December 2011, Vol. 238 No. 12

In The News

Report: E&P Sites Hazardous To Members Of Public, Especially Children

The U.S. Chemical Safety Board (CSB) has released a study of explosions at oil and gas production sites across the U.S., identifying 26 incidents since 1983 that killed 44 members of the public and injured 25 others under age 25, and is calling for new public protection measures at the sites.

The report examined in detail three explosions that occurred at oil and gas production facilities in Mississippi, Oklahoma, and Texas, that killed and injured members of the public between October 2009 and April 2010. It found that children and young adults frequently socialize at oil sites in rural areas, unaware of the explosion hazards from storage tanks that contain flammable hydrocarbons like crude oil and natural gas condensate. 

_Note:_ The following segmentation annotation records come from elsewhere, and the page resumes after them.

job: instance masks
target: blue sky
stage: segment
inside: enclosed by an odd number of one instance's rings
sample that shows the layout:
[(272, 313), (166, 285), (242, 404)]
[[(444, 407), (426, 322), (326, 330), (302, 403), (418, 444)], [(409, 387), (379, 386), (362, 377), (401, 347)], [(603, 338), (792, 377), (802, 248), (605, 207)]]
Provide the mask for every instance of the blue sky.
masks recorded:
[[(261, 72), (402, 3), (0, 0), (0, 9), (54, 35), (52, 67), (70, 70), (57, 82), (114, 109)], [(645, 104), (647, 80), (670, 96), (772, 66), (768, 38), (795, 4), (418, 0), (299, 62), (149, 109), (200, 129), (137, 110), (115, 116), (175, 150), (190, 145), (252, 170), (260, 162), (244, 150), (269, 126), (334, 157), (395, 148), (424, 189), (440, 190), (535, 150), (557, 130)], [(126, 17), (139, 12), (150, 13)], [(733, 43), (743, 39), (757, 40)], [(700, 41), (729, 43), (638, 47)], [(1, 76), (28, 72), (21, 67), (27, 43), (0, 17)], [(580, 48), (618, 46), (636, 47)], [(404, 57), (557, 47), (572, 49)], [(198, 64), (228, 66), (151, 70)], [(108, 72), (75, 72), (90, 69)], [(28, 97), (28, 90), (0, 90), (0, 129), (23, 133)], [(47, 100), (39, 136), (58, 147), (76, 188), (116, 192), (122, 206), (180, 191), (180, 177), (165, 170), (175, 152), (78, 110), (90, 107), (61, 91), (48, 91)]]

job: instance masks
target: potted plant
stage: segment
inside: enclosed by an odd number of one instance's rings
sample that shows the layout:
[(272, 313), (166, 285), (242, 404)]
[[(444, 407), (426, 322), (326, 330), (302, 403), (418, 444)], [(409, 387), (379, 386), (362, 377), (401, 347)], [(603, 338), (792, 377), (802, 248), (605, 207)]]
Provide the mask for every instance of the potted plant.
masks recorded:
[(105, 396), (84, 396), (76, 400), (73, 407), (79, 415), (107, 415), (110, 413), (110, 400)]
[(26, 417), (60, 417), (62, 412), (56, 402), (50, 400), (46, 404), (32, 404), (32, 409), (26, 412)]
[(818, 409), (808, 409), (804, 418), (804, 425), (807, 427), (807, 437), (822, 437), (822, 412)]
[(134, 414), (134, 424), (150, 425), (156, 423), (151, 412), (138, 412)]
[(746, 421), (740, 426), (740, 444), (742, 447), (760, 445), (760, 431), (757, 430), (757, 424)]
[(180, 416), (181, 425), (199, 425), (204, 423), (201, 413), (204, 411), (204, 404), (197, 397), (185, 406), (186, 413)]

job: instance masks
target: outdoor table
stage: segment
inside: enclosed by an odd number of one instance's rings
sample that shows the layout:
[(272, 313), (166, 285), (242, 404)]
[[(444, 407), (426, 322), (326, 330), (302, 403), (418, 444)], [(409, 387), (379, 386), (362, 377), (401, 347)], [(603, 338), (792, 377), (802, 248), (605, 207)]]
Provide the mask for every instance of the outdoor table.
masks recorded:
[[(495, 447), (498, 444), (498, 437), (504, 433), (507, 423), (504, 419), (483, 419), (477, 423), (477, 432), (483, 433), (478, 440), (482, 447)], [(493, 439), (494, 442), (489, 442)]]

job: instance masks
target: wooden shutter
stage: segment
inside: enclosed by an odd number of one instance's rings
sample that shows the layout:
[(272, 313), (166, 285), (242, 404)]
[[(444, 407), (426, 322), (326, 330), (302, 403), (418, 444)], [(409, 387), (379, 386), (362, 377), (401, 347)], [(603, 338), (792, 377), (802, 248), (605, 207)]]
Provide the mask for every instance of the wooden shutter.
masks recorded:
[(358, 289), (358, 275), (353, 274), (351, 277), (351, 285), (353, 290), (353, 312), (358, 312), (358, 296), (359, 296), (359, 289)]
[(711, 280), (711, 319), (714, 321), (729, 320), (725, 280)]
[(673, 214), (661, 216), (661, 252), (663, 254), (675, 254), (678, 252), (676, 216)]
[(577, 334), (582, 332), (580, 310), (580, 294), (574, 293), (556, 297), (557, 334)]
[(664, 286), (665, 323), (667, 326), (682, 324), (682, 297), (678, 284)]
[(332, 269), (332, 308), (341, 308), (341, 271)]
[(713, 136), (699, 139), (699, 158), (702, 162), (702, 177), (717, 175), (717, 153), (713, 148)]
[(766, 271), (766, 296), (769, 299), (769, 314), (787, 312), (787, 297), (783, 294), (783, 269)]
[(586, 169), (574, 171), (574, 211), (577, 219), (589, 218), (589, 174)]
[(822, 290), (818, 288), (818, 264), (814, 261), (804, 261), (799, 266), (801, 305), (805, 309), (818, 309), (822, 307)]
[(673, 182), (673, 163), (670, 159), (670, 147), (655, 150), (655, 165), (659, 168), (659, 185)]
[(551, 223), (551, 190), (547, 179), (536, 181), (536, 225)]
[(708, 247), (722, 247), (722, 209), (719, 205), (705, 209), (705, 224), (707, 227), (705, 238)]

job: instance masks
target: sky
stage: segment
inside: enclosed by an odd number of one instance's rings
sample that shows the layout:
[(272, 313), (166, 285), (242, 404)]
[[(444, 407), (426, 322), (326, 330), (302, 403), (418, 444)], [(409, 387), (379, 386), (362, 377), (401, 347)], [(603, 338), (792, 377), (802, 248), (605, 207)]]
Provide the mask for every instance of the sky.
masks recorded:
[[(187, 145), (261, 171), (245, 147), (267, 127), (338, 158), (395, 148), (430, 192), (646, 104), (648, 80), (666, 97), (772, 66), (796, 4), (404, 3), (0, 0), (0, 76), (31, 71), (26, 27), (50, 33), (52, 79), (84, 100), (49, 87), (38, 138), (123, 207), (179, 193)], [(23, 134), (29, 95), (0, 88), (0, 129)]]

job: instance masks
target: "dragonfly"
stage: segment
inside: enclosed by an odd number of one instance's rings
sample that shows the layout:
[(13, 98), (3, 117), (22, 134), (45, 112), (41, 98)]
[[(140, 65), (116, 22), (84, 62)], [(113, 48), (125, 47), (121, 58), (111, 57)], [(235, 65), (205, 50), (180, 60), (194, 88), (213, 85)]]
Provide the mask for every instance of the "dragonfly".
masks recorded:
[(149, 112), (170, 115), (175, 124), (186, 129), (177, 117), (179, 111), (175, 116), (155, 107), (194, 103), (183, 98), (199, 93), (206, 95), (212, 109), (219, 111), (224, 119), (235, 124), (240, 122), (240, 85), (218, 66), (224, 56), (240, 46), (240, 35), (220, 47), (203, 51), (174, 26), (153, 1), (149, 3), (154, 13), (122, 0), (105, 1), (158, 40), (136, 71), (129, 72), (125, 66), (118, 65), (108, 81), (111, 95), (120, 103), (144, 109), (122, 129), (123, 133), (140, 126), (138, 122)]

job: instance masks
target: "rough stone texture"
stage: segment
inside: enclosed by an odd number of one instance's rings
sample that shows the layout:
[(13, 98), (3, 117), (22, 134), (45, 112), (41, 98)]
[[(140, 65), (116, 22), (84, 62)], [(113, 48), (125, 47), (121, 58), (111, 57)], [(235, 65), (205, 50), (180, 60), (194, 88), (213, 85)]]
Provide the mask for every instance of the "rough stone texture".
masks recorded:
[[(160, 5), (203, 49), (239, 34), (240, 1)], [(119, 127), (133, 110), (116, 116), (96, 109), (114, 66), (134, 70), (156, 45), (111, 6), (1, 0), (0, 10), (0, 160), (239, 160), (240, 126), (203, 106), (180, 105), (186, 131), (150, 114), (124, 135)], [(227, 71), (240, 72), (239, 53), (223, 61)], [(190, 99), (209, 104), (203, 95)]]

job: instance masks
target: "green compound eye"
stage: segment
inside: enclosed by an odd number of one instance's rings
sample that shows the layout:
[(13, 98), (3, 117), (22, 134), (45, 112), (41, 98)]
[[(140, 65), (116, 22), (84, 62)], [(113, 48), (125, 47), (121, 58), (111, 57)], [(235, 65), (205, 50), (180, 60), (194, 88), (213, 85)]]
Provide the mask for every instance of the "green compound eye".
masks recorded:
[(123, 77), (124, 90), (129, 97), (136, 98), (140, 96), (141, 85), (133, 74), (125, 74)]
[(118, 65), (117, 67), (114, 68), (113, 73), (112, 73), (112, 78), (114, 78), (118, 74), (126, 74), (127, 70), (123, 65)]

The unintentional introduction of an ignition source (such as a match, lighter, cigarette, or static electricity) near tank hatches or vents can trigger an internal tank explosion, often launching the tank into the air and killing or injuring people nearby.

The report identified regulatory gaps at the federal and state levels and called on the Environmental Protection Agency and state regulatory bodies to improve safety and security measures at exploration and production sites such as warning signs, full fencing, locked gates, locks on tank hatches, and other physical barriers. The report also called on state regulators in Mississippi, Oklahoma, and Texas to require safer, modern tank designs that reduce the likelihood of an internal tank explosion if an ignition source is inadvertently introduced nearby.

Investigators found that the three accidents occurred in isolated, rural wooded areas at production sites that were unfenced, did not have clear or legible warning signs and did not have hatch locks to prevent access to the flammable hydrocarbons inside the tanks.